Trois votes contre ont été exprimés par la Gauche républicaine (Pascaline Castellani, Simone Donsimoni-Calendini et Marie-Paule Houdemer).
Sept abstentions ont été comptabilisées (six voix du côté du Front de Gauche, dont celle du président Dominique Bucchini, et celle de Valérie Franceschi, du groupe de droite " Rassembler pour la Corse ") .
La droite a voté en ordre dispersé. Marie-Antoine Santoni-Brunelli a choisi d’adopter la même voix que la majorité, voyant dans le plan " Lingua 2020 " une belle opportunité. Elle propose notamment la mise en place d’un site internet dédié, censé devenir "le " site de la langue corse, une proposition qui a fait l’unanimité. Cinq de ses collègues ont sinon préféré ne pas participer.
Le retour de ce rapport concernant le plan de bataille en faveur de la langue corse était très attendu, il était au cœur des dossiers abordés lors de la session de jeudi.

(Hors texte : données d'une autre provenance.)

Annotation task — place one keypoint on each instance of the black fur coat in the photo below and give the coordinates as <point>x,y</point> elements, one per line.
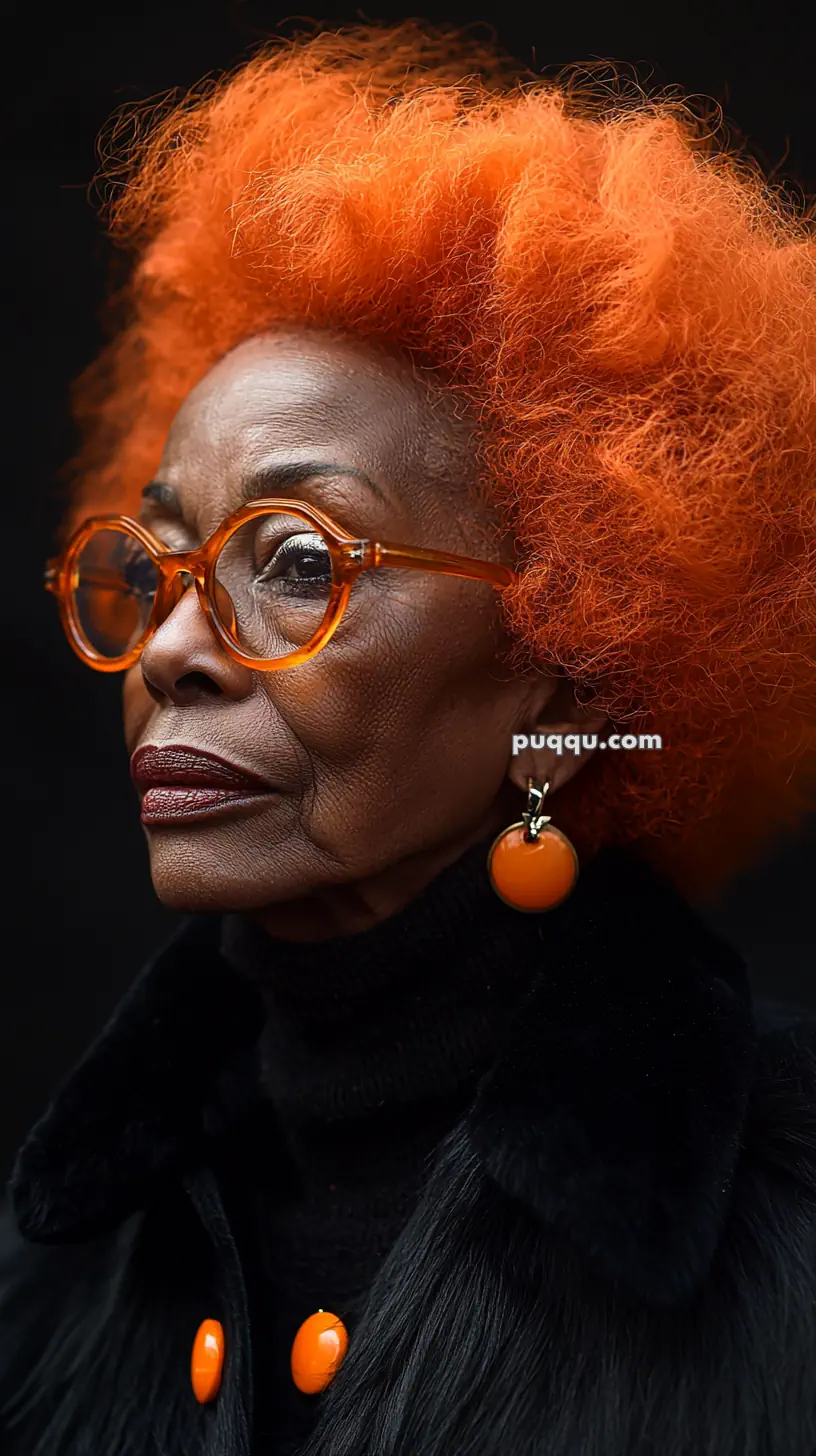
<point>614,1255</point>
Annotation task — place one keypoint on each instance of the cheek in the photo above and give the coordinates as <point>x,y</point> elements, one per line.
<point>137,706</point>
<point>417,703</point>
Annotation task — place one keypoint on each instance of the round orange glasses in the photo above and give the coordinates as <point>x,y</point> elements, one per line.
<point>273,581</point>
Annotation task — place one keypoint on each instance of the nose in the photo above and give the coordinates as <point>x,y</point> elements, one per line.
<point>184,660</point>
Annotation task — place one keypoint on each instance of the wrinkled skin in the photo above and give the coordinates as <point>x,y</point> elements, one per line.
<point>391,750</point>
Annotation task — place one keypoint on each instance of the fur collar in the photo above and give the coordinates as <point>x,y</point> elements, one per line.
<point>614,1111</point>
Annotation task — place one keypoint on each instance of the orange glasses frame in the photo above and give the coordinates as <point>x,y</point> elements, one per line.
<point>348,555</point>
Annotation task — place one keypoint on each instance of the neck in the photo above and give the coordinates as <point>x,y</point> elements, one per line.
<point>350,909</point>
<point>375,1041</point>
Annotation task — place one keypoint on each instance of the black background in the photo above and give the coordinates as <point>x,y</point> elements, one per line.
<point>79,912</point>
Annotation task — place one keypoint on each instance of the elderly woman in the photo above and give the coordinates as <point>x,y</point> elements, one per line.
<point>461,427</point>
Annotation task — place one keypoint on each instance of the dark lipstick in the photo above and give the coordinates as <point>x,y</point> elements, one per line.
<point>179,784</point>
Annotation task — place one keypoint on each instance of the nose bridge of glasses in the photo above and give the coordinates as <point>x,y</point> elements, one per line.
<point>184,570</point>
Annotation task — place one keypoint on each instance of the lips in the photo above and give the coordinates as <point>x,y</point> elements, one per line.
<point>179,784</point>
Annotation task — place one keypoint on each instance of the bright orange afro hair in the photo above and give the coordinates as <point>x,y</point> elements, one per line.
<point>631,313</point>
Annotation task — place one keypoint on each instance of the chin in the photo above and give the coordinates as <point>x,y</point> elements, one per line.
<point>197,877</point>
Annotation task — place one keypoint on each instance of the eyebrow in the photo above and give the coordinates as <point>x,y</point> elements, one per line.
<point>268,481</point>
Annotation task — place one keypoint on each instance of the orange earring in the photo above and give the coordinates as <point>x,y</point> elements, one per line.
<point>531,864</point>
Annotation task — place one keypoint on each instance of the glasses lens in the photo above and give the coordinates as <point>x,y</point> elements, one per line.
<point>112,591</point>
<point>276,575</point>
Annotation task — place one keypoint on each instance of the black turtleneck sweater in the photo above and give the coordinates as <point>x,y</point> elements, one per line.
<point>372,1050</point>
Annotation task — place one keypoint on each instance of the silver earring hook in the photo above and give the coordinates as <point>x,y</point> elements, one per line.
<point>534,817</point>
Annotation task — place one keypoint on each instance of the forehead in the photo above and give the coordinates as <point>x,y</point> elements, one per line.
<point>279,395</point>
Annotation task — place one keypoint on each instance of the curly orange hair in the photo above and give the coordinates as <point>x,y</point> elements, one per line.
<point>631,313</point>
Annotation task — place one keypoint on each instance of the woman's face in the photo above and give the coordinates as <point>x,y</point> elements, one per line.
<point>385,754</point>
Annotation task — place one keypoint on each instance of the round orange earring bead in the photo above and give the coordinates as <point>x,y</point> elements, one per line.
<point>318,1351</point>
<point>532,865</point>
<point>207,1360</point>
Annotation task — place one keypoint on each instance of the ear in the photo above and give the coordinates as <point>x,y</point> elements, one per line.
<point>561,738</point>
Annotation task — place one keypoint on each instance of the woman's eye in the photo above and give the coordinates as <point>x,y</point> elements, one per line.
<point>299,561</point>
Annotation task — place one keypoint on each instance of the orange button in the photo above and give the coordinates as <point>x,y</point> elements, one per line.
<point>318,1350</point>
<point>532,874</point>
<point>207,1360</point>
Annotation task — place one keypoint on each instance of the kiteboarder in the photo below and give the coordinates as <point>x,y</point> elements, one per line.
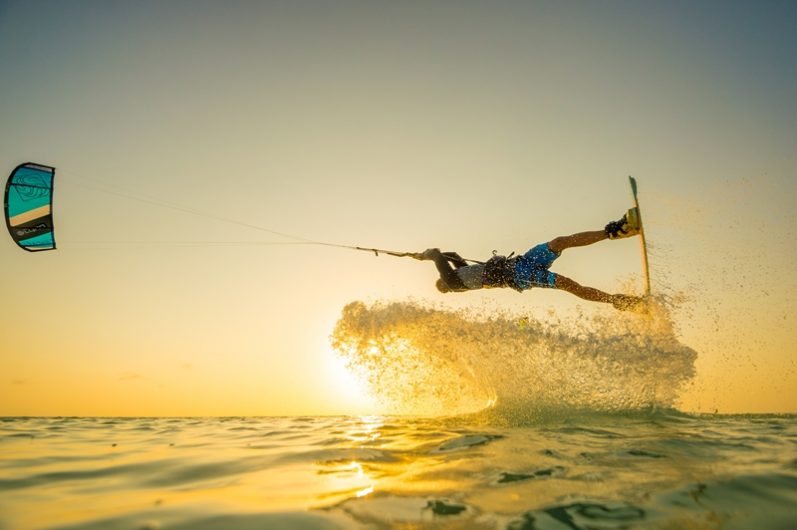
<point>532,268</point>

En 2011 et 2013, les voix en faveur de la coofficialité de la langue corse s’étaient exprimés mais étaient restées sans effet. Aujourd’hui, il s’agit de proposer des actions concrètes pour irriguer tous les domaines de la société et du quotidien, de l’usage du corse dans les familles, à l’école, en passant par les bureaux ou le fonctionnement des services publics et des loisirs.

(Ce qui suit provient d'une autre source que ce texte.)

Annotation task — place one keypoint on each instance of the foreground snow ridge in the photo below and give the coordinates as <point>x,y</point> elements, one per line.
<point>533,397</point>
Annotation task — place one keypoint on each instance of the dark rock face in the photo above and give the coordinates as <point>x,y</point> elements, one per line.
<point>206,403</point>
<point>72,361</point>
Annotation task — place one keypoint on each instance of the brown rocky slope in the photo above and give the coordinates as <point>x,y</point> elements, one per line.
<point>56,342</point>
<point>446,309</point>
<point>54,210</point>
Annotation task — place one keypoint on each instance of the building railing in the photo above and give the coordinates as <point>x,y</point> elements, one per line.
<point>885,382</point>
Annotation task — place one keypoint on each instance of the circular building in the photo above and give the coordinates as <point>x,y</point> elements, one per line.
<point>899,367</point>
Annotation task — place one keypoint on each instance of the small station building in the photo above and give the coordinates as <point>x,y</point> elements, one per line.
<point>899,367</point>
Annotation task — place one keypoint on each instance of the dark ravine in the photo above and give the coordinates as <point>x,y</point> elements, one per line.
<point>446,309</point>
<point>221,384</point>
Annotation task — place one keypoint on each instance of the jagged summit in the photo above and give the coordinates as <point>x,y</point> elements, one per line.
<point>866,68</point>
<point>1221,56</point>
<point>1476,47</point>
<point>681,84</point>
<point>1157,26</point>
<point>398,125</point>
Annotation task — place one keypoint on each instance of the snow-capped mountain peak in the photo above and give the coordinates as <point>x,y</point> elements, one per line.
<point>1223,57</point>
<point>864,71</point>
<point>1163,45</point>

La Gauche républicaine et la droite à l’exception de Marie-Antoinette Santoni-Brunelli craignent des mesures discriminatoires :
" A travers ce rapport, vous êtes en train d’imposer cette coofficialité qui est totalement illégale puisque vous savez que donner un statut de coofficialité à la langue corse nécessite une révision constitutionnelle ".

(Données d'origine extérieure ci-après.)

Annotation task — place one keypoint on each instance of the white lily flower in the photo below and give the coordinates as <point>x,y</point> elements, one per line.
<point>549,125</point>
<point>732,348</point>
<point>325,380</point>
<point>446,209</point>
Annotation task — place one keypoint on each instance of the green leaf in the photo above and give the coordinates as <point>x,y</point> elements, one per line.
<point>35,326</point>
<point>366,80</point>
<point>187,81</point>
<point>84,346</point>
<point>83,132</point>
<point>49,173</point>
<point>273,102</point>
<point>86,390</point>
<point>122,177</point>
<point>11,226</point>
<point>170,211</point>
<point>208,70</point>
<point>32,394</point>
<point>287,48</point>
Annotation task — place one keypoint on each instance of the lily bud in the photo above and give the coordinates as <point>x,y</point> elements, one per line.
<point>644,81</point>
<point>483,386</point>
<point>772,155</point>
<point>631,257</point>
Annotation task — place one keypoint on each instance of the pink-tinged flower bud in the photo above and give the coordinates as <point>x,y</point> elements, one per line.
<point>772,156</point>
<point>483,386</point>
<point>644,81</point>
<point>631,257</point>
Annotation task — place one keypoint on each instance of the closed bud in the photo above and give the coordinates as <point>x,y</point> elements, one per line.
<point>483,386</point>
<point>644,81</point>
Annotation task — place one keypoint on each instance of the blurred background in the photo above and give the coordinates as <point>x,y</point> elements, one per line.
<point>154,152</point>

A la clé, une distorsion également en matière d’égalité d’accès à l’emploi. " Des fonctionnaires qui seraient mutés en corse, qui réussiraient le concours, devraient, pour être titularisés dans le cadre de la fonction publique, avoir un niveau de compréhension du corse bien avancé, ils devraient le parler couramment, le comprendre etc " …
Les communistes ont introduit un amendement qui vise à rendre plus accessible la certification que les enseignants auraient à passer. " Il est proposé de revenir à ce que toute personne postulant en Corse n’ait pas à atteindre un niveau très élevé " .
Coté nationaliste, la satisfaction domine, même si Femu a Corsica émet des réserves. Le parti réclame une démocratie linguistique, un office de la langue, mais ces propositions n’ont pour l’instant pas été retenues.
" Les moyens nous semblent insuffisants par rapport à ce plan qui va peut-être être sur pied à l’horizon 2020-2030, de l'autre côté, il y a la position de l’Etat qui est, pour l’instant très fermée. Par rapport à ça, aujourd’hui, nous votons aussi pour donner un signe fort à la Corse et un signe fort à l’Etat ".